[
https://issues.apache.org/jira/browse/MAHOUT-931?page=com.atlassian.jira.plugin.system.issuetabpanels:comment-tabpanel&focusedCommentId=13176707#comment-13176707
]
Jeff Eastman commented on MAHOUT-931:
-------------------------------------
- 929: Yes, use the existing ClusterClassifier to write sequential and
mapreduce versions of a post processor to do vector classification. You should
not need the ClusterIterator as that is used for the buildCluster phase.

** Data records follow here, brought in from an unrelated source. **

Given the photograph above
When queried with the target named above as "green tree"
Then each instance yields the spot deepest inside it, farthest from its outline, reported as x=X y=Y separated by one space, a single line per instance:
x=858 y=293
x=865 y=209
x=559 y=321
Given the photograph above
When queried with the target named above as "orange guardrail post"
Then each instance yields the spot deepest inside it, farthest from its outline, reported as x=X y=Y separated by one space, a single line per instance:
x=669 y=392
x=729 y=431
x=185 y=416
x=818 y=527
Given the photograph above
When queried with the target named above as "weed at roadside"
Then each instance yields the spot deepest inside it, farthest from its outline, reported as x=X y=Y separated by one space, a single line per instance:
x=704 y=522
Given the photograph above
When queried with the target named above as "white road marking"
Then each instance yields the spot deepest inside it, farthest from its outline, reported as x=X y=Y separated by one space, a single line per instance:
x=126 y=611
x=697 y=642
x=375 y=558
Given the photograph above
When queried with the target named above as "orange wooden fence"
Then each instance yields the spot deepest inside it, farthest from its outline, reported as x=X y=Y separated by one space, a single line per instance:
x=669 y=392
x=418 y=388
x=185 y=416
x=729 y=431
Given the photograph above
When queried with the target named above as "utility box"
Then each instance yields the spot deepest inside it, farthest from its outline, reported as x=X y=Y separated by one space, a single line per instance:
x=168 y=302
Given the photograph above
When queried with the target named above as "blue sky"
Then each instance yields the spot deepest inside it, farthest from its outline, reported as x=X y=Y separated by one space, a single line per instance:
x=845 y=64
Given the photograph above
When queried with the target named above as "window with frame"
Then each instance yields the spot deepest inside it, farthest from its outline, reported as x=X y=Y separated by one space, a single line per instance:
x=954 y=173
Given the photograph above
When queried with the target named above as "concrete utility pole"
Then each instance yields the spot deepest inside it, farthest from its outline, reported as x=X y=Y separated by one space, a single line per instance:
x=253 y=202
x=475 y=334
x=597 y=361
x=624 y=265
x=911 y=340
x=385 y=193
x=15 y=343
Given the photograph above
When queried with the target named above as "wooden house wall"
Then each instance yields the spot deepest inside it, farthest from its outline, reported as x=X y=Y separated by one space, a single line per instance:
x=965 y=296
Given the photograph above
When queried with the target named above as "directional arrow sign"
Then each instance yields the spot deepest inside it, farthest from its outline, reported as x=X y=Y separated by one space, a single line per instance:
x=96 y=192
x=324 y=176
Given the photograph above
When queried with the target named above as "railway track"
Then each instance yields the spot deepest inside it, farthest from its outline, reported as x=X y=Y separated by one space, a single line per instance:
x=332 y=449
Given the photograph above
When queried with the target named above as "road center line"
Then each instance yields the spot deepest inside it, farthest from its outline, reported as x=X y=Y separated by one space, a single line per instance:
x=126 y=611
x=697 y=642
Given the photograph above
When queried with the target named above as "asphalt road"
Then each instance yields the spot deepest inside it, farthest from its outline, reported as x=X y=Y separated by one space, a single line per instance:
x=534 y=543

- 930: No, buildClusters runs to completion on all vectors before clusterPoints
is called on them. Currently, it is not possible to run the clusterPoints
without first running buildClusters. With the post processor, they will be
completely independent jobs (the existing CLI drivers may still bundle them for
compatibility).
- 931: Yes, a probability-based threshold would work with the current
ClusterClassifier API. A distance-based threshold (like Canopy T1 pruning)
would need a different mechanism.
> Implement a pluggable outlier removal capability for cluster classifiers
> ------------------------------------------------------------------------
>
> Key: MAHOUT-931
> URL: https://issues.apache.org/jira/browse/MAHOUT-931
> Project: Mahout
> Issue Type: Improvement
> Components: Classification, Clustering
> Affects Versions: 0.6
> Reporter: Paritosh Ranjan
> Fix For: 0.7
>
> Attachments: MAHOUT-931
>
>
> A pluggable outlier removal capability while classifying the clusters is
> needed. The classification and outlier removal implementations, both should
> be completely separate entities for better abstraction.
--
This message is automatically generated by JIRA.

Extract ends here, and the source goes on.